How to split CSV content by punctuation marks

Question

I have a csv file with two columns, one with the name of a person and the other with words defined by the person, the problem is that in this column there are many words that are separated by punctuation marks. I need to separate these words so that each person only has one word per column, that is:

name,word
Oliver,"water,surf,windsurf"
Tom,"football, striker, ball"
Anna,"mountain;wind;sun"
Sara,"basketball; nba; ball"
Mark,"informatic/web3.0/e-learning"
Christian,"doctor - medicine"
Sergi,"runner . athletics"

These are an example of the CSV data. As you can see, there are data separated by different punctuation marks (there are still some more) where they are separated by a space and others that are not. The result I would like to achieve is:

name,word
Oliver,water
Oliver,surf
Oliver,windsurf
Tom,football
Tom,stricker
Tom,ball
Anna,mountain
Anna,wind
Anna,sun
Sara,basketball
Sara,nba
Sara,ball
Mark,informatic
Mark,web3.0
Mark,e-learning
Christian,doctor
Christian,medicine
Sergi,runner
Sergi,athletics

I have opened the file using pandas where I have created a dataframe with the data and this is where I have to separate the data. What I have tried is:

def splitter(df):

    df['word'] = df['word'].str.split(",")
    df = df.explode("word")

    df['word'] = df['word'].str.split(", ")
    df = df.explode("word")

    df['word'] = df['word'].str.split(" , ")
    df = df.explode("word")

    df['word'] = df['word'].str.split("- ")
    df = df.explode("word")

    df['word'] = df['word'].str.split(" -")
    df = df.explode("word")

    df['word'] = df['word'].str.split("\. ")  
    df = df.explode("word")

    df['word'] = df['word'].str.split(";")
    df = df.explode("word")

    df['word'] = df['word'].str.split("; ")
    df = df.explode("word")

    df['word'] = df['word'].str.split(" ;")
    df = df.explode("word")

    df['word'] = df['word'].str.split(" ; ")
    df = df.explode("word")

    df['word'] = df['word'].str.split("/ ")
    df = df.explode("word")

return df

The result I get is the one I want but with some spaces and they don't have to appear:

name,word
Oliver,water
Oliver,surf
Oliver,windsurf
Tom,football
Tom, stricker
Tom, ball
Anna,mountain
Anna,wind
Anna,sun
Sara,basketball
Sara, nba
Sara, ball
Mark,informatic
Mark,web3.0
Mark,e-learning
Christian,doctor
Christian, medicine
Sergi,runner
Sergi, athletics

How could I solve this problem and improve the code I have put in, since I do not know how to modify it so that everything works correctly?
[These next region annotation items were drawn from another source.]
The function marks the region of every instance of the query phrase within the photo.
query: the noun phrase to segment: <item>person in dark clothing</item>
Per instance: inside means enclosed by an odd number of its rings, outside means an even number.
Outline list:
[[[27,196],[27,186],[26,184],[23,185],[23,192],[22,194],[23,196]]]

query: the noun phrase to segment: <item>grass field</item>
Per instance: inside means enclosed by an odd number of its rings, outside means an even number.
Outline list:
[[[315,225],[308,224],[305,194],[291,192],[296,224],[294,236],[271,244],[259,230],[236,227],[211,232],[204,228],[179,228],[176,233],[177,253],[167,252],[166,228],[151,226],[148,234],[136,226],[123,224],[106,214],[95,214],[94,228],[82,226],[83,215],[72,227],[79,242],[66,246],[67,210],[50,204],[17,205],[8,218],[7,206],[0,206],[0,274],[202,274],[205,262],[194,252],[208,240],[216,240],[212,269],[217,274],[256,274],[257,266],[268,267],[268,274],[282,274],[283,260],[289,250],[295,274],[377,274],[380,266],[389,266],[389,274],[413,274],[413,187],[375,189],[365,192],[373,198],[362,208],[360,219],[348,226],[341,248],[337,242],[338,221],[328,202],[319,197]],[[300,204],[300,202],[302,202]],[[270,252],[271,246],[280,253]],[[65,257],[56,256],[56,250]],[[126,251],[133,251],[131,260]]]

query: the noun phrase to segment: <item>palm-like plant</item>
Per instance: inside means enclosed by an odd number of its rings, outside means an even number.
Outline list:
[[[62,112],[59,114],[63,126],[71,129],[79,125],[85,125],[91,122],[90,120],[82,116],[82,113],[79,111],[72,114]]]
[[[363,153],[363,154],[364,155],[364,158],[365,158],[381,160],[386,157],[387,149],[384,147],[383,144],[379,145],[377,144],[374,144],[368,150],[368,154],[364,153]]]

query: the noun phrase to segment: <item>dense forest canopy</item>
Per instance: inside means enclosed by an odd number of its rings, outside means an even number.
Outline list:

I tried it together with `regex` but it didn't work. For this reason I tried with `split()`. — drakitus98, Jan 20 '21 at 21:18
did you try to use `strip()` after all your code ? - ie, `df.str.strip()` . — furas, Jan 20 '21 at 21:19

furas · Answer 1 · 2021-01-22T14:29:41.590

Simply

df['word'] = df['word'].str.strip()

and it should remove all spaces, tabs and new lines from both sides of text.

BTW:

Probably you could even use split(";") without split("; "), split(" ;"), etc. because strip() will remove these spaces.

If you want to use variants like split(";"), split("; "), split(" ;"), split(" ; ") then you should start with the longest split(" ; ") and later use shorter split("; "), split(" ;") and at the end the shortest split(";") - and this way maybe you could remove spaces.

You could even try to use only one split('[;,-./]') instead all of split()

df = df['word'].str.split('[;,-./]').explode().str.strip()

Eventually you could use | as OR

EDIT:

Minimal working example with data directly in code - so everyone can test it.

import pandas as pd
import io

text = '''name,word
Oliver,"water,surf,windsurf"
Tom,"football, striker, ball"
Anna,"mountain;wind;sun"
Sara,"basketball; nba; ball"
Mark,"informatic/web3.0/e-learning"
Christian,"doctor - medicine"
Sergi,"runner . athletics"'''

# text to dataframe
df = pd.read_csv(io.StringIO(text))

df['word'] = df['word'].str.split('[;,/]|\. |- | -')
df = df.explode('word')
df['word'] = df['word'].str.strip()

# dataframe to text
output = io.StringIO()
df.to_csv(output, index=False)
output.seek(0)
text = output.read() 

print(text)

Result:

name,word
Oliver,water
Oliver,surf
Oliver,windsurf
Tom,football
Tom,striker
Tom,ball
Anna,mountain
Anna,wind
Anna,sun
Sara,basketball
Sara,nba
Sara,ball
Mark,informatic
Mark,web3.0
Mark,e-learning
Christian,doctor
Christian,medicine
Sergi,runner
Sergi,athletics

EDIT:

The same without strip().

I use ' ?' to get optional space after chars ;,/ and before char .

I also use ' - ' before '- ' and ' -' to find the longest version.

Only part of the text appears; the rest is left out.